Have you ever dreamed of going on a once in a lifetime fishing trip where the fish are big and plentiful and wild? Well, Canada’s Arctic Char fishing is just the trip.
You don’t need a visa to go to Canada. Political stability is pretty sound and there are very few poisonous critters to worry about; in fact there are only the toothy kind (polar bears) the further north you go.
The climate is also predictable, freezing cold in the winter and mild in the summer. When Katrina hit New Orleans back in 2005, my tent was rocking several days later as she made her way up to Ungava Bay in northern Quebec— that’s about the worst that it will get.
The Arctic Char is an ocean-going member of the salmon and trout families, exhibiting an adipose fin, similar in coloration as a brook trout when in freshwater, but silver upon returning to the ocean. You can find char all over the Arctic, including Greenland, Norway, Sweden, Russia and even in some high alpine lakes further south. Victoria Island, in the western Canadian Arctic and Ungava Bay in the eastern Arctic, host the largest char and are the best choices for the novice to expert fly-fisherman.
The fishing takes place in mid to late summer from mid-July, once the ice goes out, to mid-September. You can expect mild daytime temperatures in the 50s-60s dropping down to freezing at night. Accommodations are most often tent cabins, which are heated sometimes, but regardless, a warm sleeping bag is essential.
The experience alone of being up in the Arctic is worth the airfare, daylight enough to read a book by at 2 a.m., dark enough to get a quick few hour nap in before the sun comes up again a 5. Victoria Island is barren— no trees, no bushes, just lichen so deep on the tundra it is like walking on air.
Ancient Inuit community tent circles abound, and piles of rocks used to trap the Arctic Fox are more common than not. Birders will love the variety and abundance of species, from sandhill cranes to trumpeter swans.
Ungava Bay is really in the sub-arctic region and falls into the edge of the tree-line, a sharp contrast to Victoria Island. An amazing feature of this region is the tide rising as high as 56 ft. Ungava Bay rivers are also host to Atlantic salmon and some of the largest brook trout in the world.

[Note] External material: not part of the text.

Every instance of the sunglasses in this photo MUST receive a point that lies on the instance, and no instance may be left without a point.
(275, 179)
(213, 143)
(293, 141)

The best time to book your Arctic char adventure is now in the fall for the following season. In order to get the preferred week when the char are just entering the rivers, you need to book well in advance. Most camps will take 6-12 fisherman per week, with a three-week fishing season— very low fishing pressure, but extremely limited space as these trips are very popular.
Access to Ungava Bay is through Montreal, and Victoria Island through Edmonton. Expect to layover in these cities both on going and coming back, as the connecting flights further north depart very early in the morning and return late in the day. Outfitters normally include commercial airfare from these departure cities.
Upon arrival in the Arctic, you then take a chartered float plane trip to your outfitter’s camp. Some outfitters offer daily fly outs to rivers in their area, while a few fish only the river that they are set up on. Either way, the fishing is excellent.
The reason that these fly fishing trips are excellent for the novice to expert alike is in the ease of hooking fish. You don’t need to be able to cast long lines as the fish hug the shore line. You can use single-handed or two-handed spey rods to swing the fly across the current. The hit will come on the tangle as the fly swings down below the angler and flutters in the current. Short tugs on your fly line will entice the char to strike. The real challenge begins once the fish is hooked.
Arctic Char range in size from an average of 6-10 pounds to over 30. You never know what you’ll get until your rod is bent double and your reel begins to sing. Fresh from the ocean, char are extremely strong and fishing in an equally strong river current makes it almost impossible to land a fish without walking it down to a quiet eddy. I have had many char take off upstream with my fly line slicing through the water like a saw blade through wood, humming all the way.